Dans l’espace public
Globalement, 94 % des Québécois et des Québécoises disent pouvoir soutenir une conversation en français, alors que la proportion de la population qui s’estime bilingue est passée de 28 % en 1971 à 45 % en 2016. La proportion d’anglophones et d’allophones qui peuvent parler français ne cesse d’augmenter depuis 20 ans, se félicite l’OQLF. On observe autrement que « le français seul était moins utilisé dans l’espace public sur l’île de Montréal (58 %) que dans la couronne de Montréal (80 %) et le reste du Québec (87 %) ».

Au travail
Dans l’ensemble du Québec, 80 % des personnes utilisaient le plus souvent le français au travail en 2016, une baisse de deux points par rapport à 2011. C’est l’utilisation à égalité du français et de l’anglais au travail qui augmente le plus (de 10 % à 14 % sur l’île de Montréal). L’utilisation régulière de l’anglais est aussi en croissance (30 % en 2016). Globalement, si 60 % des Québécois ne parlaient que français au travail en 2011, ils étaient 56 % en 2016. Près du quart des immigrants (24 %) utilisent plutôt l’anglais que le français.

À l’école
Quelque 90 % des élèves du Québec (préscolaire, primaire et secondaire) étudiaient en français en 2015. Plus du quart (28 %) des élèves de langue maternelle anglais étudient en français, et 89 % de ceux qui ont une langue maternelle autre (ils étaient à peine 20 % au moment de l’adoption de la loi 101). Au collégial, l’étude souligne que l’attraction des collèges de langue anglaise chez les personnes ayant fait leur secondaire en français demeure : ils étaient 5 % à faire ce changement en 1993, contre 10 % en 2015.

Dans l’affichage public
Sujet de préoccupation récurrent sur l’île de Montréal, l’affichage public se fait de plus en plus en conformité des règlements… ce qui n’empêche qu’une part importante des commerces montréalais ne les respecte pas. Entre 2010 et 2017, le taux de conformité général est ainsi passé de 72 % à 78 %. Dit autrement, c’est donc un commerce sur cinq qui échoue au test — un taux qui monte à 33 % dans l’ouest de l’île. Le taux de conformité de l’affichage de la marque de commerce est en hausse notable (87 % en 2017, contre 73 % en 2010).

Dans les commerces
Le « bonjour-hi » pour accueillir les clients se propage : l’OQLF calcule que ce type d’accueil bilingue a doublé entre 2010 et 2017 (8 % des situations).

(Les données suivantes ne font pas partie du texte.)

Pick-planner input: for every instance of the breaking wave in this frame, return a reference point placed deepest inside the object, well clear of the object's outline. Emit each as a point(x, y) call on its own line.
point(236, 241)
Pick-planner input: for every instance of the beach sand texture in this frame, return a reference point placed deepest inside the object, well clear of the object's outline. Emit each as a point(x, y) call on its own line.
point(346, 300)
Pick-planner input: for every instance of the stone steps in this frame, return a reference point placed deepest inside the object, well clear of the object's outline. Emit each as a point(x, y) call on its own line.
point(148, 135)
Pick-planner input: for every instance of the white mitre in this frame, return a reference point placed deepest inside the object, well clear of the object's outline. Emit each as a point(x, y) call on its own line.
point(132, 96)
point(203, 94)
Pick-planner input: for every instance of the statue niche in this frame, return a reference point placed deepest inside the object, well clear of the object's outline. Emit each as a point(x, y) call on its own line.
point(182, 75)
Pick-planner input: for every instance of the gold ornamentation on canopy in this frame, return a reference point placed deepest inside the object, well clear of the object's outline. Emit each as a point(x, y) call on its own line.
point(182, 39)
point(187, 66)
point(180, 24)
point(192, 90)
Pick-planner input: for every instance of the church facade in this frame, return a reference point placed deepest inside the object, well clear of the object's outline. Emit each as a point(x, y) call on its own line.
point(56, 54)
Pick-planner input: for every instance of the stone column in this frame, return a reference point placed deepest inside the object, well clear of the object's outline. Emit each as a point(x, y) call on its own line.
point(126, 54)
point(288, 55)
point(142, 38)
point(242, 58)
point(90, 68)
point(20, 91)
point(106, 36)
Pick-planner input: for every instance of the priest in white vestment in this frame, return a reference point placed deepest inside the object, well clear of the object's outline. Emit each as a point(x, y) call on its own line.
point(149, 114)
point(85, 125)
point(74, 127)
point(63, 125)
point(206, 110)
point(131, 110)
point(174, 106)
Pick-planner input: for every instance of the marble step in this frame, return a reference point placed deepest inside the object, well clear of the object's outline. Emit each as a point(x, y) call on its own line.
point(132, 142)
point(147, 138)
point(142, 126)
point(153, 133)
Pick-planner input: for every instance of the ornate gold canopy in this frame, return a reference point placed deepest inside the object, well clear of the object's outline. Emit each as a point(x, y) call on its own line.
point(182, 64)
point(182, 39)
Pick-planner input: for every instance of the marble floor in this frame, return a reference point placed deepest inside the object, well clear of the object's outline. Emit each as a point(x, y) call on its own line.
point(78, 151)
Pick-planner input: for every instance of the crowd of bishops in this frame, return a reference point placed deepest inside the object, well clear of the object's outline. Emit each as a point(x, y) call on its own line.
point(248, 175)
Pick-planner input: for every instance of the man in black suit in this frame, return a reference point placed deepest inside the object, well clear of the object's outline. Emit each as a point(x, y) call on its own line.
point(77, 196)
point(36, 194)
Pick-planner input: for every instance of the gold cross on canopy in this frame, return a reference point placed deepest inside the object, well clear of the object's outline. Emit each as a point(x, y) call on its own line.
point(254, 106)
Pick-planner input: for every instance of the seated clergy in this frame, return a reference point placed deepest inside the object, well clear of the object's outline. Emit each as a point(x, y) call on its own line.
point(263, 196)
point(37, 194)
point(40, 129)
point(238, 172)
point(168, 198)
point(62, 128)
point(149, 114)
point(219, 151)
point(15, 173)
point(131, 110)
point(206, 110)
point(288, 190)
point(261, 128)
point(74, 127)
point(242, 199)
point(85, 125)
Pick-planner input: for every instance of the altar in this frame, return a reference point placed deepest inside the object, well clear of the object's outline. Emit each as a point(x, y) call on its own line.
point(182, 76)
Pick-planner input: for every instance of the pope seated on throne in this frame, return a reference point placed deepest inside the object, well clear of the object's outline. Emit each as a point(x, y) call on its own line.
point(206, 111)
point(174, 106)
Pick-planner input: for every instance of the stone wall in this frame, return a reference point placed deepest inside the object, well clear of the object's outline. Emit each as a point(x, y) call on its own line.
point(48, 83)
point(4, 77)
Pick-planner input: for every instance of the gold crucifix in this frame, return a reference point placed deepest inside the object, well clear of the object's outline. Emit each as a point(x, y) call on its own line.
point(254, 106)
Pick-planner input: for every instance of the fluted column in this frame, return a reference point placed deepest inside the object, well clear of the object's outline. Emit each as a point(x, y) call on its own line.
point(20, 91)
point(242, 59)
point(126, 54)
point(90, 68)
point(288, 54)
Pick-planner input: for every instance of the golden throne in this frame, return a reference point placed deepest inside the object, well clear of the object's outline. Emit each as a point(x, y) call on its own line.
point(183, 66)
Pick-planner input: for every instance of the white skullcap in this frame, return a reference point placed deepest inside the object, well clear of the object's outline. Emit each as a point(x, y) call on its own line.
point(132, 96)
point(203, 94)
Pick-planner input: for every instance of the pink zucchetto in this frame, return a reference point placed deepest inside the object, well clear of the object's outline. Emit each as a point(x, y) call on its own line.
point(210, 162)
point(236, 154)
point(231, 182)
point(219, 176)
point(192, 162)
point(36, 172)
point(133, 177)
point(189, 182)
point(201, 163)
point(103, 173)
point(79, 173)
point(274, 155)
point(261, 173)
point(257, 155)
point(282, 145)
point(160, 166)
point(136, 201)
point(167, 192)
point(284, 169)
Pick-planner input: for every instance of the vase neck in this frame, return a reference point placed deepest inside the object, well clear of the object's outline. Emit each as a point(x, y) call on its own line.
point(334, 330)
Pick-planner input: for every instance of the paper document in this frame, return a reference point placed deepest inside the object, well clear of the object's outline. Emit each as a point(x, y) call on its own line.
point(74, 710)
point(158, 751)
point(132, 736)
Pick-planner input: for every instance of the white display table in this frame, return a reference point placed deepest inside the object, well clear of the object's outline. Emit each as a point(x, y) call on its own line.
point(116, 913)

Inversement, la proportion de commerces offrant un accueil uniquement en français est passée de 84 % à 75 %. Quelque 17 % des commerces accueillent leurs clients seulement en anglais au premier contact (une hausse de cinq points). Dans l’ouest de l’île de Montréal, le tiers des commerces disent seulement « hi ». Et que font les Québécois qui ne sont pas accueillis en français à Montréal ? Ils étaient 52 % à répondre en français l’an dernier. Un recul de 12 points en six ans…

En culture
En reprenant des données de l’Observatoire de la culture et des communications, l’OQLF note que s’il y a eu 50 % plus de représentations payantes de spectacles de chanson francophone qu’anglophone en 2017, ce sont les artistes de cette dernière catégorie qui ont néanmoins attiré plus de spectateurs (60 % de la masse). Et alors que les francophones (surtout les jeunes) consomment beaucoup de culture en anglais seulement, le contraire n’est pas vrai.

Chez les immigrants
Plus des deux tiers (68 %) de la population immigrante du Québec a une langue maternelle autre que le français ou l’anglais. À la maison, ils sont ainsi 39 % à parler le plus souvent une autre langue, alors que 33 % utilisent surtout le français, et 14 % l’anglais. Le rapport note également que les immigrants arrivés entre 2011 et 2016 sont proportionnellement quatre fois moins nombreux à utiliser principalement l’anglais à la maison que ceux arrivés avant 1981 (la Charte de la langue française a été adoptée en 1977).